The other series is Patch Notes (which I also filmed and produced), a series of instructional how-to videoes where Gliss master Mark Smith demonstrates more advanced and complex applications of Gliss, which drive how profound the effects of this little module can be on a musical setup.

Both of these extensions to the Gliss documentation established Gliss design style that I established.

Impact and philosophy

The Gliss documentation was met with overwhelmingly positive feedback from customers. Support requests relate almost entirely to hardware faults, and I have rarely, if ever, answered a "How do I ...?" email about basic operation.

Major press outlets have praised Gliss (Sound on Sound, Elektromaker, SineSquares, Waveform Magazine) and Gliss was on Perfect Circuit's Best Modules of 2023 list.

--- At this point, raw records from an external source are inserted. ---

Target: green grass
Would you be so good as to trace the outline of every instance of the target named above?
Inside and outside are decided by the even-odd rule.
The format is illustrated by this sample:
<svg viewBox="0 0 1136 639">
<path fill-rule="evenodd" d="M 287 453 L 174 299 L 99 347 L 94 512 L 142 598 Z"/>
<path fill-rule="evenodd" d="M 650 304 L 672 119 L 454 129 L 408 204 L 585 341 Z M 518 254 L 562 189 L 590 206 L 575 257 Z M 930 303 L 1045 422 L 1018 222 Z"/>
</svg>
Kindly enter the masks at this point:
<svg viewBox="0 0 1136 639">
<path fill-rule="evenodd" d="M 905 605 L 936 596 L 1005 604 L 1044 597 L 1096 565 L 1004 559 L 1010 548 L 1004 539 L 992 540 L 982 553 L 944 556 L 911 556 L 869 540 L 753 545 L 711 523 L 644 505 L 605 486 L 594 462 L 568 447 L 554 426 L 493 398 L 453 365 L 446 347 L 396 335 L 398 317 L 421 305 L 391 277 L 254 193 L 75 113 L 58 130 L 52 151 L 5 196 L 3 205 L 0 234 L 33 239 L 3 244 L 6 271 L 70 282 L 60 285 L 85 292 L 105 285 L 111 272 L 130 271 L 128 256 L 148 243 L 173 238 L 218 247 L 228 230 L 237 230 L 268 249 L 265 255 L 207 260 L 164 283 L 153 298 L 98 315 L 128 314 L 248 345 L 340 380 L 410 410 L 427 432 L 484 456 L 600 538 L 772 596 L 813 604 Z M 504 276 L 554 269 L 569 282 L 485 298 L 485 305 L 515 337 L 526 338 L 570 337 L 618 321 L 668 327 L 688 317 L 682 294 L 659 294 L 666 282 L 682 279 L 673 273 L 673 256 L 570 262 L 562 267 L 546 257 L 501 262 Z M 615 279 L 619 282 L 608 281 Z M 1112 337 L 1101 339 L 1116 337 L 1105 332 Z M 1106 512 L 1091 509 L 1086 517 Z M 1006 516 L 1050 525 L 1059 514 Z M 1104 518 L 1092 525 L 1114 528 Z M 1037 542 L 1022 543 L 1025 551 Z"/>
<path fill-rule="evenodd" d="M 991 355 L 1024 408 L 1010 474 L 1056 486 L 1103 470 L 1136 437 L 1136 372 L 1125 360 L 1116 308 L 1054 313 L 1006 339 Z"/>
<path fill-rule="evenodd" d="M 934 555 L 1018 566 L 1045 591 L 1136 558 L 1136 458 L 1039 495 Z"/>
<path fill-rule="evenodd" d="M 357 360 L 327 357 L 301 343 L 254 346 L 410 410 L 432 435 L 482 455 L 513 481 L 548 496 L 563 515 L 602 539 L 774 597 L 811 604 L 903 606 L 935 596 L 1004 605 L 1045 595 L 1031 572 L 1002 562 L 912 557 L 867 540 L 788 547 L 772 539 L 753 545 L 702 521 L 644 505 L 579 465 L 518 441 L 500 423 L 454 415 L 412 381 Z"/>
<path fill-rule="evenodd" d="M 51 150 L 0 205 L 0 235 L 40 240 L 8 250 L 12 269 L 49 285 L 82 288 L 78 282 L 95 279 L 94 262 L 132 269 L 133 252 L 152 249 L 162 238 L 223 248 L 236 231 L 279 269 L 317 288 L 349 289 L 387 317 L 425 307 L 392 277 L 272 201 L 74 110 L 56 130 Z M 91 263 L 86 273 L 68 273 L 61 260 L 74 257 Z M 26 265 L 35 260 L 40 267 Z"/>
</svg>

While these accolades aren't due only to the manual, every review made clear that learning Gliss was essential to unlocking its potential. The documentation makes that possible.

I believe that good documentation makes all features knowable and usable, which directly drives product value. It helps people understand what you've built, why it matters, and why they need it. More than that, it reflects my core design philosophy, that design is a practice of care. Documentation, though it's often thought about last if it's thought about at all, is a major part of that. Explaining clearly and in a way people can understand and is how you show that you care about what you've made being learnable, care about peoples' time, and care about making sure the people who have bought what you've made get the full value of what they paid for.

The work of design isn't done when the product functions, it's done when people can use what you make with confidence.